Solía ir a un garito llamado Chulda a escuchar jazz. Eran tiempos algo convulsos en mi ciudad, por lo que no era extraño que hubiese que cerrar la puerta del local alguna noche, cuando se producían manifestaciones en el distrito universitario.
En esos momentos se creaba una atmósfera única, porque a ninguno nos importaba lo que sucediera fuera, sino lo que pasara dentro del local. Estábamos allí para escuchar música, o mejor aún para sentir y vivir el momento presente.
Una de esas noches, la ví al final de la barra. Estaba con un grupo de amigos y nuestras miradas se cruzaron. Yo nunca he sabido ligar ni hacerme el interesante, al contrario, era más bien introvertido y desaliñado, pero esos ojos claros me rindieron de una manera inesperada.
Veinte años después, he vuelto a ver esos ojos. Y es curioso, porque sigo sintiendo cierto estremecimiento cuando nos miramos, como aquella primera vez en un garito de jazz.
Lo cierto es que no cambiaría ni una coma de la historia de amor que compartimos, si acaso, le hubiera dado una continuidad, aunque ambos sabíamos que eso era imposible.

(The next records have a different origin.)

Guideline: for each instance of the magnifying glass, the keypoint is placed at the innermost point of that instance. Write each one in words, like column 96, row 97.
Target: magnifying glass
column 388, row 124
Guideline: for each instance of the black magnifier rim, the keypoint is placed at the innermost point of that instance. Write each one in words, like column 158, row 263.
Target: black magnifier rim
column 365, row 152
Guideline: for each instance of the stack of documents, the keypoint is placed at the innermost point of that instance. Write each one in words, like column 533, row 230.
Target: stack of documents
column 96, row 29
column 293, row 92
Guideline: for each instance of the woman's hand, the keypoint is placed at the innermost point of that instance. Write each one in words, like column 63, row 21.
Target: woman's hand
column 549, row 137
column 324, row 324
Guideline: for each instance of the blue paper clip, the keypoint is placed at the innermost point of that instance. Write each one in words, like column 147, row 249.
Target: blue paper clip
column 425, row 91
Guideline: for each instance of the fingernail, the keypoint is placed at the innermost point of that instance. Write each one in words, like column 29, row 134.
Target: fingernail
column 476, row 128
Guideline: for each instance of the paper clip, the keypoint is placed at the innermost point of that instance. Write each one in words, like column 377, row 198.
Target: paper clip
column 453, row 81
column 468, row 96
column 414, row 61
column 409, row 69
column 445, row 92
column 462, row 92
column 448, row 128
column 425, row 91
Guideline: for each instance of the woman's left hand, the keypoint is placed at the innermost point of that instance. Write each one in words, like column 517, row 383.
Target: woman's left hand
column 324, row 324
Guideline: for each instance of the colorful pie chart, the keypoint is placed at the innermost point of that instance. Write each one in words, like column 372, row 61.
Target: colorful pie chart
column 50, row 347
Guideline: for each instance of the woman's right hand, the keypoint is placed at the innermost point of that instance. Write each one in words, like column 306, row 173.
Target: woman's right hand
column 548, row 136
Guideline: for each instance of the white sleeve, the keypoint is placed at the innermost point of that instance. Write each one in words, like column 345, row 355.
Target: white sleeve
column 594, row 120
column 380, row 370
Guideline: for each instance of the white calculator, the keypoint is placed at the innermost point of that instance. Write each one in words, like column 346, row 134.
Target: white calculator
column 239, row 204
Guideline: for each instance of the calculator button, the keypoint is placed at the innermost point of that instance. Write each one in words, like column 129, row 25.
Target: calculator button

Ahora, fuera, en el jardín que rodea el bullicio de la fiesta que nos ha unido circunstancialmente, hablamos un rato con amistad y respeto. Recordamos y sonreímos. Yo soy un poco nostálgico, lo sé. ¿Y ella?. Lo cierto es que de ella ya no puedo saber nada, salvo tal vez, intentar leer en sus ojos.
Y es entonces cuando me parece sentir como me besa con su mirada.
Volvemos dentro, nuestras parejas nos esperan.